Nos cogitations dans ce travail ont tourné autour de la question de
rechercher les dispositions à rattacher aux infractions nouvelles de
délinquance économique et financière. Nous avons à
cet effet subdivisé ce travail en deux parties dont le premier
présentait la cyberdélinquance comme criminalité nouvelle
à multiples visages ; alors que le deuxième montrait le
contrôle de cette cyberdélinquance
335. Après avoir démontré les formes de
criminalité classique ou traditionnelle, nous avons monté en
quoi cette cyberdelinquance économique et financière constitue
une nouveauté dans de criminalité économique et
financière, aussi que le cyberespace tend à devenir un simple
reflet de l'espace réel, avec quelques problèmes particuliers, de
nouveaux agissements criminels spécifiques ont vu le jour.

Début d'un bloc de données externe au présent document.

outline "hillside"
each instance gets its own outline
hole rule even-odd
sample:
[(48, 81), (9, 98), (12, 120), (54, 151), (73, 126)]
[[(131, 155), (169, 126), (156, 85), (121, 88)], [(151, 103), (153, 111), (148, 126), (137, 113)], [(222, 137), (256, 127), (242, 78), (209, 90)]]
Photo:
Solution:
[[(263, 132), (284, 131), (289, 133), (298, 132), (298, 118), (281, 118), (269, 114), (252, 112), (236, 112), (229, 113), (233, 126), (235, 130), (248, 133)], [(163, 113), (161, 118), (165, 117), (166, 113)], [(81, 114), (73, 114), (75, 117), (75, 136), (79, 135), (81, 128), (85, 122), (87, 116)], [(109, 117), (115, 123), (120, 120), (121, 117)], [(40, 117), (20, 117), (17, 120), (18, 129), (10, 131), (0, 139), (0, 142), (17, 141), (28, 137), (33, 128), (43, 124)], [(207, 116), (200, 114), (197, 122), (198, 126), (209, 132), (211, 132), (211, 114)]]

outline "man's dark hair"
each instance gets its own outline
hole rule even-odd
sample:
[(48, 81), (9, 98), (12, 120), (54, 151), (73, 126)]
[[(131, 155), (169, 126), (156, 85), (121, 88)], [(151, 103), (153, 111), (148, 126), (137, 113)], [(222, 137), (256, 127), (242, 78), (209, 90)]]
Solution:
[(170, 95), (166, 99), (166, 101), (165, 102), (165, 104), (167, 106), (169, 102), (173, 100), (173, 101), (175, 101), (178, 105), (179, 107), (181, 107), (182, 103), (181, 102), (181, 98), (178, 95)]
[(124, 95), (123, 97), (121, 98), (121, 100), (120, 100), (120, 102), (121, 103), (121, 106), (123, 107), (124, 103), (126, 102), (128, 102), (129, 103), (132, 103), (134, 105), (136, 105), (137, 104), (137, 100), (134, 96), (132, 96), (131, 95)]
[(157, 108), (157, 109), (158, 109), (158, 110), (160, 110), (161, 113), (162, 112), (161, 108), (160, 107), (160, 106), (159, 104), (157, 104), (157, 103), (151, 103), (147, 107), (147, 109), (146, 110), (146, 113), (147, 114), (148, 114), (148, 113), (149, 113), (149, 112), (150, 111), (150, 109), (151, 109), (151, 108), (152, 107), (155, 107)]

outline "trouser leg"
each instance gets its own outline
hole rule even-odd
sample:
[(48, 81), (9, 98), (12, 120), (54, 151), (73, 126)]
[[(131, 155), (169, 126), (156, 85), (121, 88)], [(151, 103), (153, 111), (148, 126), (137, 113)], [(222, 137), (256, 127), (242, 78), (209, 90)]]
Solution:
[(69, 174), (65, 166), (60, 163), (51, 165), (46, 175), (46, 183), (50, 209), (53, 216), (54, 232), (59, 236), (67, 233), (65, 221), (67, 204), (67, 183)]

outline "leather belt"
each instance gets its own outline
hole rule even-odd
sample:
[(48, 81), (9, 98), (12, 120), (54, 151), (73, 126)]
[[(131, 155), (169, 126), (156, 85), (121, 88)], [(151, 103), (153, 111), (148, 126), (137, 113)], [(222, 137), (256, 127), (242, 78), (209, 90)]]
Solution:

336. Ces actes vont des atteintes aux biens, aux personnes
ainsi qu'aux intérêts nationaux. Pour une meilleure approche du
phénomène, nous avons distingué deux situations
différentes : celle dans laquelle les moyens informatiques ne sont que
des instruments facilitant la commission des infractions classiques et celle
dans laquelle les moyens informatiques sont la cible même de la
criminalité.
337. les TIC apportant des changements dans les
sociétés partout dans le monde, elles améliorent la
productivité des industries, révolutionnent les méthodes
de travail et remodèlent les flux de transfert des capitaux, en les
accélérant.
338. Or, cette croissance rapide a également rendu
possible des nouvelles formes de criminalité liées à
l'utilisation des réseaux informatiques, appelées
cybercriminalité, cyberbanditisme, cyberdéliquance,
criminalité de hautes technologies ou criminalité des NTIC. Face
à ces comportements et vu l'âge respectable de la plupart de nos
dispositions pénales actuelles, nous avons recouru à
l'interprétation évolutive et les lois et ordonnances actuelles
pour tenter de réprimer la cyberdélinquance avec la
difficulté que certains actes n'étaient pas
réprimés ou, en forçant le raisonnement, de risquer de
tomber dans l'analogie, qui est prohibée en droit pénal.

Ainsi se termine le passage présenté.